A logistic regression model calculates the probability that an observation belongs to a particular category, given the set of predictors associated with that observation. The output from the model (the predicted probabilities) are limited to values between 0 and 1 using a logistic function.
Technical notes: After some mathematical rearrangement, the model becomes a typical linear equation where the left side of the equation is log-odds, log(p/(1-p)), and the right side consists of an intercept and coefficients associated with each predictor. Using R’s predict() function with the results of a glm(family = binomial) model produces probability values that have already been calculated from the log-odds values produced by the model.
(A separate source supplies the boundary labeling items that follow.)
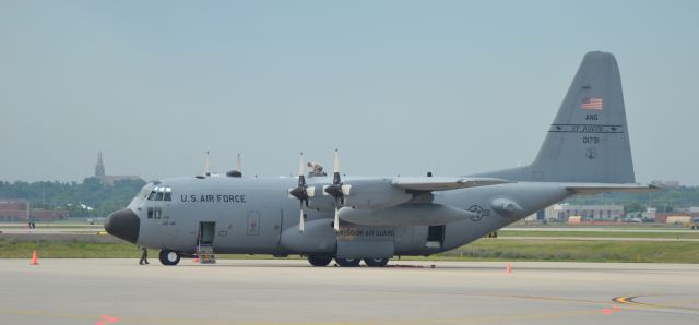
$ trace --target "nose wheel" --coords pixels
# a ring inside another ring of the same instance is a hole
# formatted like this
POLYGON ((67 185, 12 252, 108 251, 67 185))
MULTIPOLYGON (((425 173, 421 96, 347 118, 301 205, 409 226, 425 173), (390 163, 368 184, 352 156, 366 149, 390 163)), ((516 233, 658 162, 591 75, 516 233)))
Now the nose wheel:
POLYGON ((332 261, 332 256, 308 255, 308 263, 312 266, 328 266, 332 261))
POLYGON ((177 265, 179 263, 180 254, 170 250, 161 250, 158 258, 163 265, 177 265))
POLYGON ((389 264, 389 258, 364 258, 364 263, 369 267, 383 267, 389 264))

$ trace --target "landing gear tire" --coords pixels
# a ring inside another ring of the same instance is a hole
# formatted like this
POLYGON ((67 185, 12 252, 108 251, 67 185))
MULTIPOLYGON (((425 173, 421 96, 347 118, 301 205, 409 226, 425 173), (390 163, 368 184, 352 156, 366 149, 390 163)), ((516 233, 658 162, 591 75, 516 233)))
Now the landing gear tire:
POLYGON ((369 267, 383 267, 389 264, 389 258, 364 258, 364 263, 369 267))
POLYGON ((312 266, 328 266, 332 256, 308 255, 308 263, 312 266))
POLYGON ((359 262, 362 262, 360 258, 337 258, 335 257, 335 262, 337 262, 337 265, 342 266, 342 267, 357 267, 359 266, 359 262))
POLYGON ((169 250, 161 250, 159 260, 163 265, 177 265, 180 254, 169 250))

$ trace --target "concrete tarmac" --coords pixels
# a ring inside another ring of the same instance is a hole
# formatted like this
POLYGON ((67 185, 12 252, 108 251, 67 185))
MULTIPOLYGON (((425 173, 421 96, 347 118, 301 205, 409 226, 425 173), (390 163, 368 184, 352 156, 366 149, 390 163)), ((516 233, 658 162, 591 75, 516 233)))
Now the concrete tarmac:
MULTIPOLYGON (((40 256, 39 256, 40 257, 40 256)), ((697 324, 699 265, 0 260, 0 324, 697 324), (431 265, 435 265, 431 268, 431 265)))

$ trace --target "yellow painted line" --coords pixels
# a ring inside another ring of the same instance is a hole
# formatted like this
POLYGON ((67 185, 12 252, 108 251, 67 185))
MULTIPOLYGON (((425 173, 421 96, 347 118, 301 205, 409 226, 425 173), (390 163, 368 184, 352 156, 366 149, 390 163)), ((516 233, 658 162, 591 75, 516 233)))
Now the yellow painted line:
MULTIPOLYGON (((621 297, 616 297, 616 298, 612 299, 612 301, 618 302, 618 303, 624 303, 624 304, 627 304, 627 305, 647 308, 647 309, 648 308, 653 308, 653 309, 685 310, 685 311, 692 311, 692 312, 699 311, 699 308, 692 308, 692 306, 638 302, 638 301, 636 301, 636 299, 639 298, 639 297, 643 297, 643 296, 632 296, 632 297, 631 296, 621 296, 621 297)), ((687 301, 687 300, 682 300, 682 301, 687 301)))
MULTIPOLYGON (((284 324, 331 324, 331 325, 362 325, 362 324, 483 324, 483 323, 501 323, 508 321, 528 321, 528 320, 550 320, 550 318, 565 318, 571 316, 582 315, 596 315, 602 314, 599 309, 585 309, 568 312, 554 312, 554 313, 538 313, 538 314, 510 314, 510 315, 494 315, 494 316, 472 316, 472 317, 454 317, 454 318, 395 318, 395 320, 366 320, 366 321, 350 321, 350 322, 328 322, 328 321, 297 321, 287 322, 284 324)), ((0 310, 0 315, 25 315, 25 316, 42 316, 49 318, 63 318, 63 320, 91 320, 99 321, 104 317, 103 314, 78 314, 78 313, 59 313, 37 310, 0 310)), ((192 317, 152 317, 152 316, 122 316, 122 315, 109 315, 110 317, 118 317, 119 324, 129 323, 147 323, 147 324, 279 324, 279 321, 268 322, 250 322, 250 320, 212 320, 212 318, 192 318, 192 317)))

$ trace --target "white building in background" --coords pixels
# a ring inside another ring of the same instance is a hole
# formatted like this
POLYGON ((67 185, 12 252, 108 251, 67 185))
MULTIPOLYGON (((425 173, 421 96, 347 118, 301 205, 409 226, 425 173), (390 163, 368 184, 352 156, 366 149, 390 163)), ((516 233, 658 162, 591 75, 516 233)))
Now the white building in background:
POLYGON ((554 204, 525 218, 528 221, 546 220, 567 222, 571 216, 581 220, 617 221, 624 219, 624 205, 554 204))

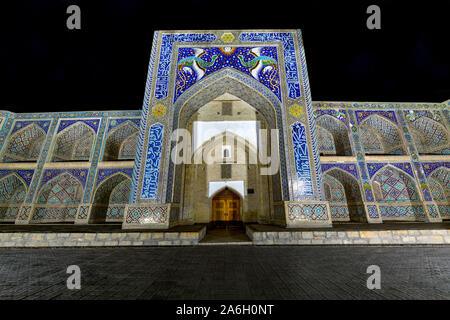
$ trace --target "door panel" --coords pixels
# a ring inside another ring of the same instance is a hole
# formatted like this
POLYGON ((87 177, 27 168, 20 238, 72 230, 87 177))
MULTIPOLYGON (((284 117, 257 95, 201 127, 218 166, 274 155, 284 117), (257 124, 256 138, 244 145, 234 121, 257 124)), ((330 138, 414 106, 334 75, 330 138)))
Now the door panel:
POLYGON ((225 189, 212 200, 212 218, 214 221, 240 220, 239 196, 225 189))

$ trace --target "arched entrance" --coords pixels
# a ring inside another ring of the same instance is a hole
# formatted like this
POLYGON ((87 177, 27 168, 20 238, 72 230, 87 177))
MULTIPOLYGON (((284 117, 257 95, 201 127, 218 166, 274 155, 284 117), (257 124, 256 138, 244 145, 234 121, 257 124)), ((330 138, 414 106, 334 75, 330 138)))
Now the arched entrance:
POLYGON ((212 198, 212 221, 215 224, 237 224, 241 221, 241 199, 225 188, 212 198))

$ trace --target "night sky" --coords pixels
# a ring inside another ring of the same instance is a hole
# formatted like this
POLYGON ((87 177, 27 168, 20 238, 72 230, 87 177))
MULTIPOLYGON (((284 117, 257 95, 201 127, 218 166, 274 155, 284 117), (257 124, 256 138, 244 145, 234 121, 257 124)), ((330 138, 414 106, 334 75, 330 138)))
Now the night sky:
POLYGON ((137 110, 154 30, 300 28, 315 101, 450 99, 450 1, 14 1, 0 17, 0 109, 137 110), (81 8, 81 30, 66 8, 81 8), (381 8, 368 30, 366 8, 381 8))

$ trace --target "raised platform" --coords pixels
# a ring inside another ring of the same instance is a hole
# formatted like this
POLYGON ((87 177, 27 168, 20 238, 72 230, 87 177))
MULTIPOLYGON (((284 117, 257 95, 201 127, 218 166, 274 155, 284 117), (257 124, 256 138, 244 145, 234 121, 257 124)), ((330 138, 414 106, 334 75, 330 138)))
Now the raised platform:
POLYGON ((254 245, 411 245, 450 244, 450 222, 335 223, 331 228, 285 229, 249 224, 254 245))
POLYGON ((206 226, 122 230, 121 225, 0 225, 0 247, 192 246, 206 226))
POLYGON ((285 229, 248 224, 243 230, 206 225, 168 230, 123 230, 120 225, 0 225, 0 247, 119 247, 193 245, 448 245, 450 222, 335 223, 329 228, 285 229))

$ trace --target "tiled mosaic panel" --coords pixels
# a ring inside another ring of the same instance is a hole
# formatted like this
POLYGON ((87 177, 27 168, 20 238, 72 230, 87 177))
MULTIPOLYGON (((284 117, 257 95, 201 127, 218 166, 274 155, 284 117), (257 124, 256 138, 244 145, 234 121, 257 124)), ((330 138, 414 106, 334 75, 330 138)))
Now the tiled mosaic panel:
POLYGON ((95 133, 81 121, 61 131, 56 137, 53 161, 89 160, 95 133))
POLYGON ((154 199, 158 191, 159 169, 164 127, 157 123, 150 127, 147 159, 142 185, 142 199, 154 199))
POLYGON ((378 115, 365 118, 359 132, 366 153, 404 154, 397 126, 378 115))
POLYGON ((326 114, 316 119, 316 130, 318 131, 317 141, 321 152, 331 154, 334 151, 334 154, 340 156, 352 155, 347 126, 343 121, 326 114), (332 139, 329 135, 332 136, 332 139), (323 138, 326 138, 326 140, 321 140, 323 138))
POLYGON ((333 135, 320 126, 316 126, 316 132, 319 152, 324 155, 336 154, 333 135))
POLYGON ((438 205, 438 208, 442 219, 450 219, 450 205, 440 204, 438 205))
MULTIPOLYGON (((428 162, 422 163, 425 176, 428 177, 434 170, 443 167, 450 169, 450 162, 428 162)), ((448 171, 447 171, 448 172, 448 171)))
POLYGON ((414 138, 419 153, 433 153, 439 149, 448 147, 448 132, 438 122, 427 117, 410 122, 411 135, 414 138))
POLYGON ((106 179, 110 178, 111 176, 120 174, 120 177, 129 177, 131 178, 131 175, 133 173, 133 168, 107 168, 107 169, 99 169, 97 173, 97 182, 96 186, 101 184, 106 179))
MULTIPOLYGON (((49 121, 45 121, 49 123, 49 121)), ((16 123, 17 125, 17 123, 16 123)), ((32 123, 16 131, 8 139, 4 162, 37 160, 42 149, 46 131, 32 123)))
MULTIPOLYGON (((131 171, 128 174, 131 175, 131 171)), ((91 218, 98 223, 120 220, 120 215, 123 218, 124 208, 130 197, 130 189, 131 179, 126 175, 113 174, 104 179, 95 191, 91 218)))
POLYGON ((290 221, 326 221, 327 206, 324 204, 289 204, 288 217, 290 221))
POLYGON ((58 129, 56 130, 57 133, 60 133, 64 129, 71 127, 74 125, 74 127, 79 126, 80 124, 89 126, 94 130, 95 133, 97 133, 98 126, 100 124, 100 119, 66 119, 61 120, 59 123, 58 129))
POLYGON ((418 201, 419 196, 413 180, 403 172, 386 167, 379 171, 374 179, 375 198, 381 202, 418 201))
POLYGON ((379 206, 383 218, 424 218, 423 206, 379 206))
POLYGON ((42 176, 40 186, 44 185, 48 181, 54 179, 60 174, 68 173, 69 175, 75 177, 77 180, 81 182, 81 184, 84 186, 86 184, 88 169, 46 169, 44 171, 44 174, 42 176))
POLYGON ((331 219, 332 220, 344 220, 348 221, 350 220, 350 213, 348 211, 348 207, 345 206, 334 206, 330 204, 330 211, 331 211, 331 219))
POLYGON ((0 222, 13 222, 19 214, 20 206, 0 207, 0 222))
POLYGON ((297 185, 295 193, 300 196, 313 195, 311 168, 309 165, 308 142, 305 127, 297 122, 291 125, 292 142, 294 145, 295 170, 297 185))
POLYGON ((126 223, 166 223, 168 219, 168 207, 147 205, 146 207, 129 207, 126 223))
POLYGON ((108 206, 108 209, 106 211, 106 221, 112 222, 112 221, 122 221, 123 215, 125 213, 125 205, 115 205, 115 206, 108 206))
POLYGON ((289 32, 260 32, 250 33, 243 32, 239 39, 241 41, 252 42, 271 42, 280 41, 283 45, 283 58, 286 73, 286 83, 288 89, 288 96, 292 99, 297 99, 301 96, 300 81, 298 77, 297 58, 295 51, 294 35, 289 32))
POLYGON ((336 178, 325 174, 323 176, 323 183, 327 201, 347 203, 344 186, 336 178))
POLYGON ((77 215, 78 206, 65 207, 37 207, 34 209, 32 221, 33 222, 73 222, 77 215))
POLYGON ((169 74, 174 43, 208 43, 214 41, 215 39, 216 36, 213 33, 163 34, 161 38, 161 53, 159 56, 158 73, 156 76, 155 98, 164 99, 167 97, 169 91, 169 74))
MULTIPOLYGON (((345 166, 344 164, 336 164, 336 165, 345 166)), ((342 171, 342 169, 340 169, 339 167, 336 167, 327 170, 324 176, 330 176, 339 181, 339 183, 344 187, 346 191, 345 196, 348 202, 362 203, 361 189, 359 187, 358 180, 356 180, 356 178, 353 175, 345 171, 342 171)))
POLYGON ((397 122, 397 117, 395 116, 395 112, 394 111, 373 111, 373 110, 364 110, 364 111, 360 111, 357 110, 355 111, 355 116, 356 116, 356 121, 359 124, 361 124, 362 122, 364 122, 364 120, 366 118, 369 118, 373 115, 377 115, 380 118, 386 118, 390 121, 392 121, 395 124, 398 124, 397 122))
POLYGON ((115 126, 106 138, 103 160, 134 159, 138 134, 139 127, 134 121, 124 121, 115 126))
POLYGON ((22 203, 26 195, 25 184, 15 174, 0 179, 0 203, 22 203))
POLYGON ((125 179, 120 182, 111 192, 109 197, 110 204, 125 204, 130 199, 131 180, 125 179))
POLYGON ((174 102, 203 77, 223 68, 255 78, 281 100, 276 47, 180 48, 177 64, 174 102))
POLYGON ((356 164, 349 163, 322 163, 321 165, 322 172, 326 172, 332 168, 339 168, 341 170, 344 170, 348 173, 350 173, 352 176, 354 176, 356 179, 358 179, 358 169, 356 168, 356 164))
POLYGON ((377 219, 377 218, 380 217, 378 215, 378 210, 377 210, 377 206, 376 205, 368 205, 367 206, 367 211, 368 211, 368 214, 369 214, 369 218, 377 219))
POLYGON ((39 192, 38 203, 80 203, 83 185, 71 174, 64 172, 46 183, 39 192))

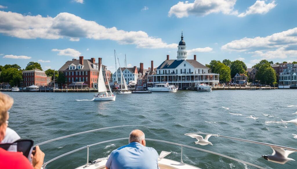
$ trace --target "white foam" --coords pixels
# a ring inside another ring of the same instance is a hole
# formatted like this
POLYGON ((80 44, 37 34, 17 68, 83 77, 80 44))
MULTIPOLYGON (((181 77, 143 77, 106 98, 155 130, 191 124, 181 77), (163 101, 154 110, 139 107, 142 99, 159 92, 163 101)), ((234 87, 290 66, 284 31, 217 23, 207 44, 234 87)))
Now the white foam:
POLYGON ((237 114, 237 113, 231 113, 231 112, 229 112, 229 113, 231 114, 231 115, 238 115, 238 116, 242 116, 242 115, 241 114, 237 114))

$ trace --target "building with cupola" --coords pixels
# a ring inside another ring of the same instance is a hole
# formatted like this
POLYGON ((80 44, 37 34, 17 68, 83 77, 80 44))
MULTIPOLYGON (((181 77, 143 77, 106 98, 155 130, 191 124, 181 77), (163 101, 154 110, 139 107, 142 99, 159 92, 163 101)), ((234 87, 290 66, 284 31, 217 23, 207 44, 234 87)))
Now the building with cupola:
MULTIPOLYGON (((187 51, 186 42, 182 32, 178 43, 176 59, 170 59, 167 55, 166 60, 148 76, 148 86, 156 84, 168 83, 178 86, 180 89, 194 87, 205 83, 212 86, 219 83, 219 75, 210 73, 209 68, 197 61, 197 55, 189 59, 187 51)), ((151 70, 153 70, 152 62, 151 70)))

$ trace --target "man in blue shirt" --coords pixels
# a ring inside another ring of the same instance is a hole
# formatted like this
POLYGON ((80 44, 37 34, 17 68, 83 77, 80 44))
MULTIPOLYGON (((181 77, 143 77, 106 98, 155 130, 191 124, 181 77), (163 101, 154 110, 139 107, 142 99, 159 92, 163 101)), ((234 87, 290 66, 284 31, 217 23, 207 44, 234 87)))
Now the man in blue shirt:
POLYGON ((158 153, 146 146, 144 133, 139 130, 131 132, 129 144, 115 149, 105 165, 106 169, 158 168, 158 153))

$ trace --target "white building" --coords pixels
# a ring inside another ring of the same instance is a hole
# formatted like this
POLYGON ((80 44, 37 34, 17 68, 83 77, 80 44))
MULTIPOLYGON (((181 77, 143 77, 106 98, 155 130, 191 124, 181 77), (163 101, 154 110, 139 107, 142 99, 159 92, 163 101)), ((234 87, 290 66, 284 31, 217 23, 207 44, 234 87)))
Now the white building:
POLYGON ((211 85, 218 84, 219 74, 209 73, 209 68, 197 62, 196 55, 193 59, 187 59, 187 46, 182 33, 181 38, 178 46, 177 59, 170 59, 167 55, 167 59, 158 67, 155 73, 148 76, 148 85, 168 82, 183 89, 202 83, 211 85))

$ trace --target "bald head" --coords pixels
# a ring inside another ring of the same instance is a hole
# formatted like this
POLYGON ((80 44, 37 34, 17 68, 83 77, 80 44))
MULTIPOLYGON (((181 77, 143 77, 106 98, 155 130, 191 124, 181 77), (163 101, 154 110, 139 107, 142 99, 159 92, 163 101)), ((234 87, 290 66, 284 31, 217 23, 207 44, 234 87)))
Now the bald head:
POLYGON ((138 142, 142 144, 143 142, 145 142, 144 138, 144 133, 142 131, 139 130, 134 130, 130 133, 129 136, 129 143, 138 142))

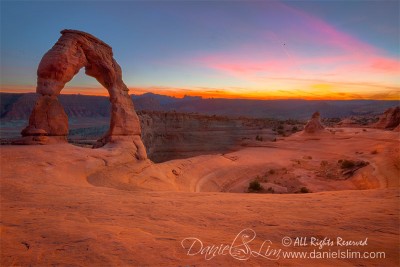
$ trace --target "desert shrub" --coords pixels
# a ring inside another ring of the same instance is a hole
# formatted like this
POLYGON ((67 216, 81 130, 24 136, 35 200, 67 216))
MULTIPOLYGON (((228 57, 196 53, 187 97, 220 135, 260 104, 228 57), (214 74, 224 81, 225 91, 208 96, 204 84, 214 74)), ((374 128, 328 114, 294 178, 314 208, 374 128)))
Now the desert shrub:
POLYGON ((354 166, 355 166, 355 163, 352 160, 345 159, 340 162, 340 168, 342 168, 342 169, 350 169, 350 168, 353 168, 354 166))
POLYGON ((263 189, 263 187, 261 186, 260 182, 257 180, 253 180, 249 183, 249 192, 259 192, 263 189))
POLYGON ((303 186, 302 188, 300 188, 300 193, 307 194, 307 193, 311 193, 311 191, 307 187, 303 186))

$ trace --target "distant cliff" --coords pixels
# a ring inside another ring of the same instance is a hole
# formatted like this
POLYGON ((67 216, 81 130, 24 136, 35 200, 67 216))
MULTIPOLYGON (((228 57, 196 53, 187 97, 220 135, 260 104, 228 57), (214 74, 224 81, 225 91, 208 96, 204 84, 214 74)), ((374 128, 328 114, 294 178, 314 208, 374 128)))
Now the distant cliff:
MULTIPOLYGON (((0 93, 0 118, 7 120, 27 119, 37 95, 0 93)), ((132 95, 137 111, 176 111, 234 117, 301 119, 306 120, 318 110, 325 118, 345 118, 357 115, 378 115, 398 105, 398 101, 381 100, 244 100, 203 99, 201 97, 175 98, 147 93, 132 95)), ((107 97, 85 95, 61 95, 60 101, 68 116, 109 117, 107 97)))

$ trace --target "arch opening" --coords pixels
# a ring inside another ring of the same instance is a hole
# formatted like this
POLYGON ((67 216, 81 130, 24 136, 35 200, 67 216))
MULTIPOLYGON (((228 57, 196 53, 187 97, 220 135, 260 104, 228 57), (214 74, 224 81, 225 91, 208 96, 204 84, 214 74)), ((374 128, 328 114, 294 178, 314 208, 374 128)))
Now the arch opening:
POLYGON ((29 125, 21 132, 26 143, 66 141, 68 117, 58 96, 82 68, 86 75, 94 77, 107 89, 111 103, 109 129, 94 147, 130 145, 136 158, 146 159, 139 118, 112 48, 93 35, 76 30, 61 31, 61 37, 40 61, 36 87, 40 97, 29 125))

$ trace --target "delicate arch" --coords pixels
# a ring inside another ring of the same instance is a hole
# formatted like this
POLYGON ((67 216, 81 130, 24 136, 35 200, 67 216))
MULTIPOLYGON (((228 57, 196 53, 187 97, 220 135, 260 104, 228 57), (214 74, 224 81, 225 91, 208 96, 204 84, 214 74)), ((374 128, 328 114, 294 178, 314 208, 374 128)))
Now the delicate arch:
POLYGON ((46 143, 52 136, 65 139, 68 117, 58 95, 65 84, 85 67, 85 73, 108 90, 111 102, 110 128, 95 147, 128 141, 135 145, 138 158, 146 158, 139 118, 122 80, 121 67, 113 58, 112 48, 85 32, 63 30, 61 34, 40 61, 36 92, 41 97, 32 111, 29 125, 21 134, 32 143, 46 143))

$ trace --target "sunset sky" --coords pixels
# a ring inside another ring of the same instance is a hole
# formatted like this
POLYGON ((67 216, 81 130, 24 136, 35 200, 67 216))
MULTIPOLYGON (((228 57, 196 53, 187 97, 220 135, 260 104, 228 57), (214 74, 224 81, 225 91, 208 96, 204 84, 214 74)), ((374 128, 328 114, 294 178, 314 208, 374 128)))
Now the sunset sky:
MULTIPOLYGON (((1 1, 1 91, 34 92, 62 29, 114 51, 130 93, 400 99, 399 1, 1 1)), ((107 94, 83 70, 62 93, 107 94)))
The true outcomes in this study are ‘0’ or ‘1’ (did not or did purchase), but a logistic regression model produces probabilities (in the form of log odds) as the predicted outcomes. A decision threshold has to be selected to classify cases into ‘0’ or ‘1’ based on their individual probabilities from the model. The decision threshold affects sensitivity and specificity. As an extreme example, if all our cases with probability < 0.02 are classed as ‘0’ and all cases with probability ≥ 0.02 are classed as ‘1’, there would be no ‘0’ cases and all ‘1’ cases, which means a sensitivity of 100% but also a 100% false-positive rate. If cases in the sample were divided half-and-half into ‘0’s and ’1’s, then a decision threshold could be 0.5, but it also depends on other things like how important it is not to miss a ’1’ case, or the consequences of falsely flagging a ‘0’ case. We have no particular requirements about either missed cases or false positives. Pronk et al. (2017) said that in the absence of a clinically well-accepted threshold, prevalence in the sample could be used instead, which would be 0.1978 in our sample (the actual proportion of those who purchased).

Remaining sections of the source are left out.